7 pointsby jcfrei3 hours ago2 comments

kloud2 hours ago
Fusion of frontier models beating Fable, or cheaper models matching Fable performance at half the cost. Great announcement timing.
What is missing in the article is the reasoning/effort levels, so it is not ruled out the results differ just due to different reasoning budgets.
I would also be interested in seeing coding performance on SWE benchmarks.
andai37 minutes ago
Came here to post the same article!
The headline result here: (Opus 4.8 + Opus 4.8) > Fable 5
It looks like "fusing" a model with itself gives almost as much gain as fusing two different models.
I saw promising numbers for model fusion before https://news.ycombinator.com/item?id=44630724
(In this case, a different approach: they randomized the LLM provider for every agentic turn.

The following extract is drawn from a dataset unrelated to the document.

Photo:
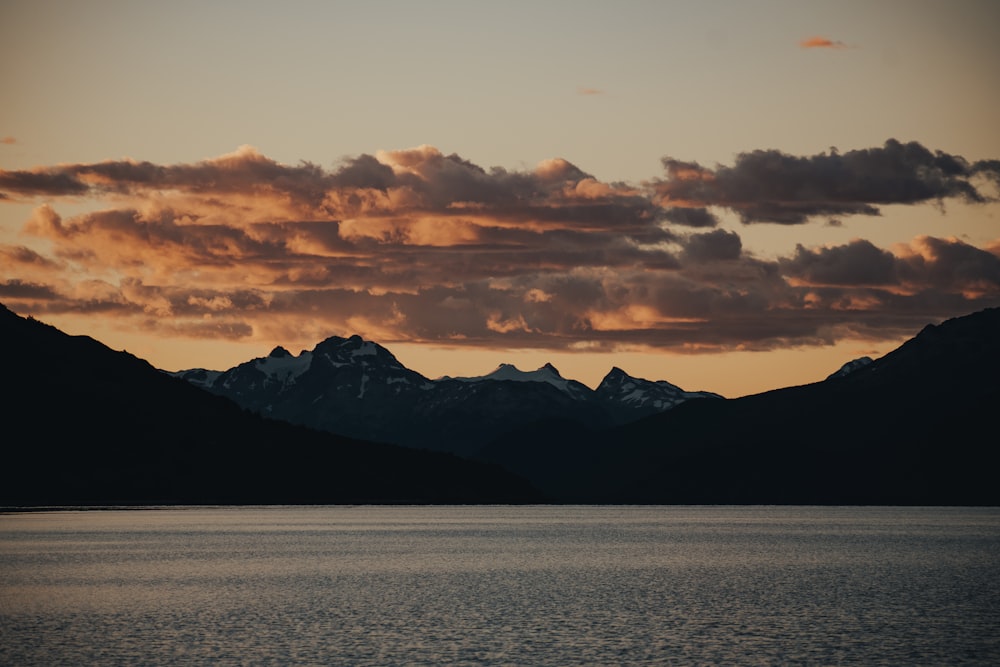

They found this helped a lot.)
But it's funny (and not too surprising) that just "alloying" a model with itself has a very similar effect. It's basically just more test time compute right? More reasoning time. With the benefit that the reasoning is parallel. Same cost, less time!
I'd love to see more numbers on this, especially with the cheaper models. (For some models, caching is so good now, that reprompting and forking are basically free.) Are the gains for tiny llms comparatively bigger or smaller? etc.
- Alifatisk9 minutes ago
  > It's basically just more test time compute right?
  I think this is the key takeaway from here.